Ciò che rende Vertical speciale non è solo la capacità di raccontare i momenti epici della carriera di Riva, ma anche l’attenzione ai dettagli umani. Alcuni aneddoti, come la famosa “scena del trolley” dopo la vittoria mondiale del 2006, mostrano l’uomo dietro il campione. Riva, che lascia il pullman scoperto per camminare da solo sui sampietrini di Roma, è un’immagine che racchiude tutta la sua essenza: sobria, dignitosa, irriducibile. Con uno stile che unisce la cronaca al lirismo, il romanzo esplora temi universali: il senso di appartenenza, il rapporto con le radici, il prezzo del successo. Vertical è un libro che parla di sport per parlare dell’essere umano, una lettura che commuove e ispira, molto di più di un omaggio a un uomo che, come scrive Piras, “non si fece sciupare dalla realtà”. Particolarmente toccante è il ritratto del Riva più maturo, quello che accetta di lavorare come team manager per gli Azzurri, trovando in questo ruolo un antidoto alla solitudine e alla depressione incombente, un modo per restituire qualcosa al calcio che tanto gli aveva dato.
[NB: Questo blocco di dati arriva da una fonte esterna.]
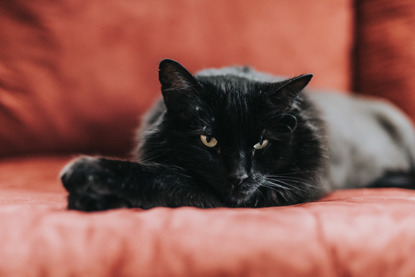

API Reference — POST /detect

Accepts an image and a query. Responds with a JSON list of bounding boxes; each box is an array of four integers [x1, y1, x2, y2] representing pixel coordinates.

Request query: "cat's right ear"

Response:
[[159, 59, 200, 111]]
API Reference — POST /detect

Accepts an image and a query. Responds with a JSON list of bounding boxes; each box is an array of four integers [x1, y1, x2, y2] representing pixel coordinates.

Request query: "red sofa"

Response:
[[0, 0, 415, 276]]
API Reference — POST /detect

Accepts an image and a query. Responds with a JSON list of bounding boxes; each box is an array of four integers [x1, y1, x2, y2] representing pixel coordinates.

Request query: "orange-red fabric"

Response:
[[0, 0, 353, 157], [0, 157, 415, 277], [354, 0, 415, 120]]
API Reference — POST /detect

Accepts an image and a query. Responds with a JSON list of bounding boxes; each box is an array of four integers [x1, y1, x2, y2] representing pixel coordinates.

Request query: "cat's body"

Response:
[[62, 60, 415, 210]]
Alla fine, ciò che rimane è l’immagine di un uomo che ha scelto di vivere secondo i propri principi, che ha saputo essere grande senza mai smettere di essere semplice. Gigi Riva, l’Hombre Vertical, continuerà a ispirare generazioni, non solo per i suoi gol, ma per la sua capacità di camminare a testa alta, in campo e nella vita.
Paolo Piras, giornalista e scrittore, dirige la redazione Esteri a Rai News 24. In precedenza si è occupato di calcio e ha avuto una sua rubrica per La Domenica Sportiva. Ha pubblicato Bravi & Camboni. L’epica minore del Cagliari. Piedi storti, teste matte e colpi di genio (Egg, 2014).